Euklids Beweis dieses Satzes entzückt, wenn der amerikanische Mathematiker William Dunham recht hat, jeden zu Tränen, der einen Hang zur Mathematik hat: Nehmen wir an, es gäbe nur endliche viele Primzahlen, etwa 2, 3, 5, 7, 11, 13, 17, 19, 23 und 29, nach 29 gäbe es keine einzige mehr, in welcher Höhe auch immer. Dann multiplizieren wir all diese Primzahlen miteinander, und am Ende addieren wir noch 1. So erhalten wir die Zahl 6 469 693 231. Nehmen wir weiter an, zwei Personen, Alice und Bob, seien diesen Ausführungen bisher gut gefolgt, und jede dieser Personen zieht jetzt eine korrekte Schlussfolgerung: Alice folgert: «Die Zahl 6 469 693 231 ist sicher keine Primzahl, denn sie ist viel grösser als 29, und 29 ist ja die letzte Primzahl.» Bob dagegen folgert ebenso korrekt: «Wenn ich 6 469 693 231 durch eine der Primzahlen 2, 3, 4, (. . .), 29 teile, so geht das nie auf; es bleibt immer Rest 1. 6 469 693 231 ist also durch keine Primzahl teilbar, und deshalb muss 6 469 693 231 selber eine Primzahl sein.» Die Tatsache, dass zwei Personen auf völlig korrektem Weg zu völlig widersprüchlichen Aussagen gelangen können, zeigt, dass die Annahme, 29 wäre die letzte Primzahl, falsch gewesen sein musste. Und ebenso lässt sich zeigen, dass jede nur erdenkliche Primzahl nicht die letzte sein kann; daher gibt es unendlich viele.

Euklid fasste nicht nur die gesamte damals bekannte Mathematik zusammen und ordnete und ergänzte sie wesentlich, er verhalf ihr auch zu einer ganz neuen und revolutionären Form.

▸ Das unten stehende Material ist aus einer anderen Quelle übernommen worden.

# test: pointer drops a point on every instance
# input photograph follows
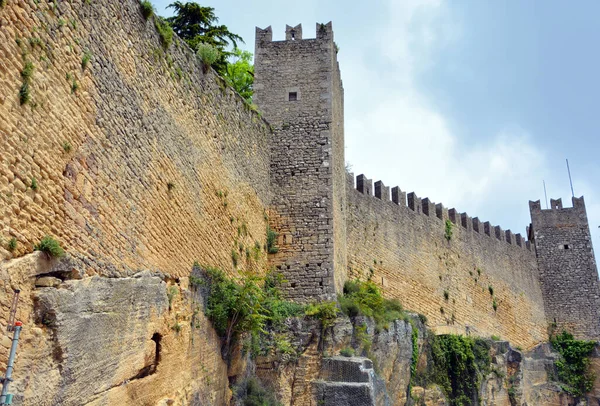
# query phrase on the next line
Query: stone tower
(298, 89)
(568, 274)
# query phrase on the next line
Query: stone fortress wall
(402, 245)
(298, 90)
(483, 280)
(142, 162)
(568, 275)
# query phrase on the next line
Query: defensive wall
(569, 279)
(400, 242)
(299, 91)
(141, 161)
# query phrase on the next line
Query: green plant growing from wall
(171, 293)
(234, 257)
(573, 366)
(365, 298)
(85, 59)
(12, 244)
(24, 91)
(50, 247)
(196, 24)
(164, 31)
(147, 9)
(448, 230)
(326, 312)
(208, 55)
(239, 73)
(271, 241)
(459, 364)
(67, 147)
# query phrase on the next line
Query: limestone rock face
(102, 334)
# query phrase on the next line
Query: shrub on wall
(50, 247)
(459, 364)
(573, 365)
(365, 298)
(208, 55)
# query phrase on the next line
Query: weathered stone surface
(47, 282)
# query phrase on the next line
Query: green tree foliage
(50, 246)
(196, 24)
(459, 365)
(365, 298)
(249, 304)
(574, 362)
(239, 73)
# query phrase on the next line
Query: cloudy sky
(472, 104)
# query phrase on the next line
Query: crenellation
(498, 233)
(398, 196)
(453, 215)
(414, 203)
(381, 191)
(509, 237)
(465, 221)
(568, 272)
(487, 228)
(293, 33)
(364, 185)
(476, 224)
(441, 212)
(428, 207)
(264, 35)
(556, 204)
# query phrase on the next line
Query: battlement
(323, 32)
(424, 206)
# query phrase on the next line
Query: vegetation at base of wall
(271, 241)
(458, 366)
(573, 366)
(12, 244)
(249, 305)
(326, 312)
(252, 393)
(50, 247)
(164, 31)
(147, 9)
(208, 55)
(448, 230)
(365, 298)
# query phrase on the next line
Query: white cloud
(394, 133)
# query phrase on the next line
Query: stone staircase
(346, 381)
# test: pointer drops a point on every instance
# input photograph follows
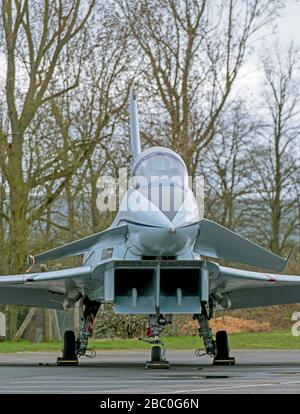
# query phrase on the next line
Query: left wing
(235, 288)
(45, 289)
(216, 241)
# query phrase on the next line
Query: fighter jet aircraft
(151, 261)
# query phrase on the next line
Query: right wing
(80, 246)
(44, 289)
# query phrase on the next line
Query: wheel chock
(157, 365)
(67, 362)
(224, 361)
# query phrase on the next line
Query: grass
(261, 340)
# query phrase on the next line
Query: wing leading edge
(80, 246)
(216, 241)
(245, 289)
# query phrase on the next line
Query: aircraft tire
(222, 345)
(69, 346)
(155, 353)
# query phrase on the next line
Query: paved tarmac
(275, 372)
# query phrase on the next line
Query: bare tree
(226, 169)
(193, 51)
(34, 34)
(275, 160)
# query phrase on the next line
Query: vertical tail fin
(134, 126)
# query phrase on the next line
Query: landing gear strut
(216, 348)
(73, 349)
(155, 327)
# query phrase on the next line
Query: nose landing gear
(155, 327)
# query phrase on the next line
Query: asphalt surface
(275, 372)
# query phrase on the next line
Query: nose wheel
(69, 357)
(154, 329)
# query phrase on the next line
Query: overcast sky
(250, 79)
(289, 24)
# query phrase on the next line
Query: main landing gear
(155, 327)
(216, 348)
(73, 349)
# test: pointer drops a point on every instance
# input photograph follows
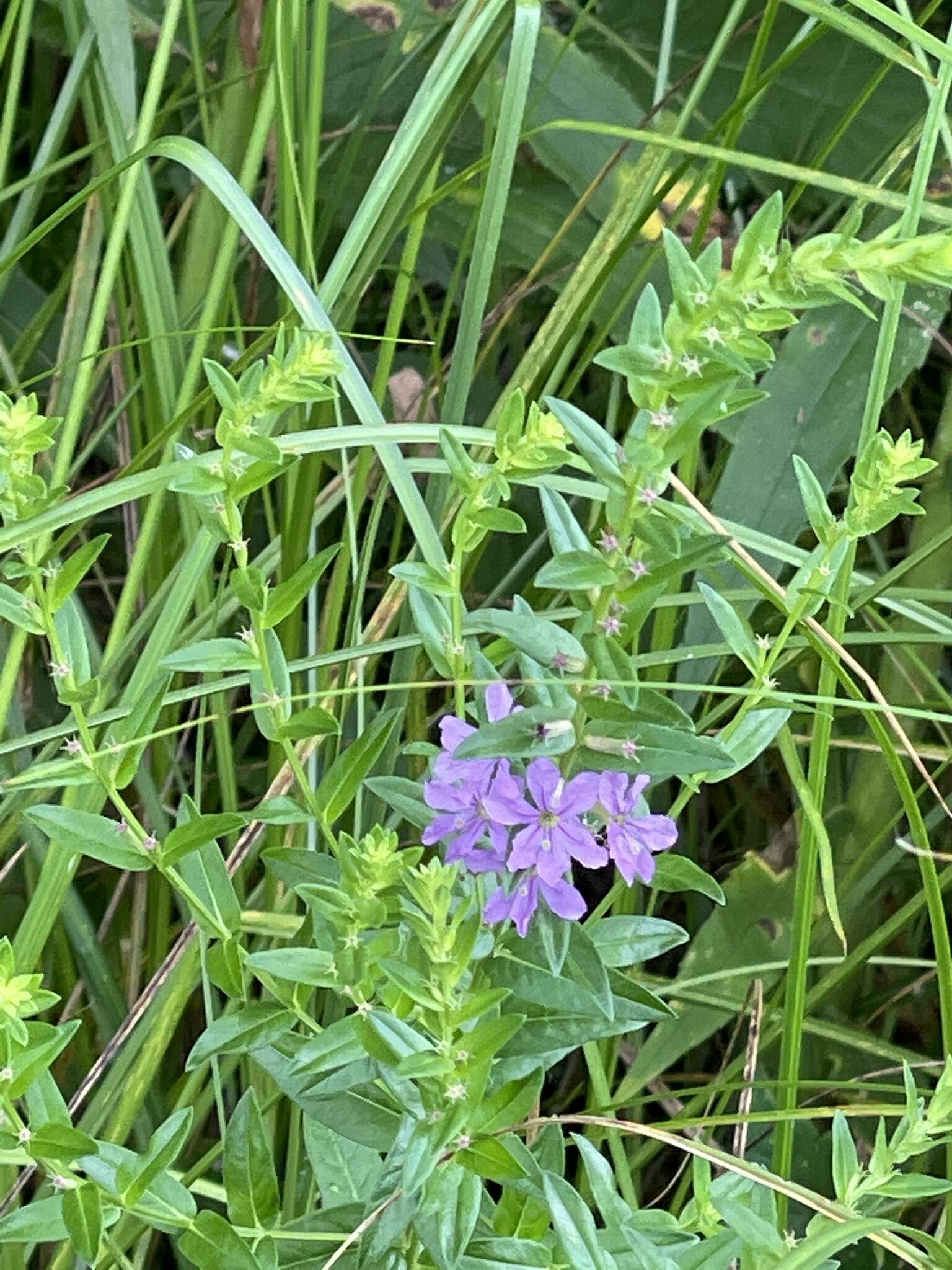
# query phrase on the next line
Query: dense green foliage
(475, 528)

Er machte in überwältigender Weise deutlich, dass die Mathematik eine Art Hochhaus ist, in dem jede Etage in ganz strenger Weise auf den darunterliegenden Etagen aufgebaut ist und die aber alle auf einem Fundament ruhen, das aus unbeweisbaren Prinzipien und Abmachungen besteht. Selbst die strengste und sicherste aller Wissenschaften ruht letztlich auf Vermutungen, die zwar plausibel, aber nicht beweisbar sind. Die Mathematik ist also nur ein (allerdings unbestritten erfolgreicher) Weg, die Welt zu sehen, und es ist unmöglich, in ihr ganz auf Elemente des Glaubens zu verzichten. Sie liefert unendlich viel Brauchbares, aber nichts von dem ist wahr an sich, alles ist immer nur wahr relativ zu den Abmachungen, die die Beschaffenheit des Fundamentes regeln.

Diese Einsicht ist so fundamental, dass sie das menschliche Denken ganz wesentlich geprägt hat; und wir verdanken sie zuallererst einem 2300 Jahre alten Buch, das es nur mit ganz viel Glück geschafft hat, in die heutige Zeit zu überdauern.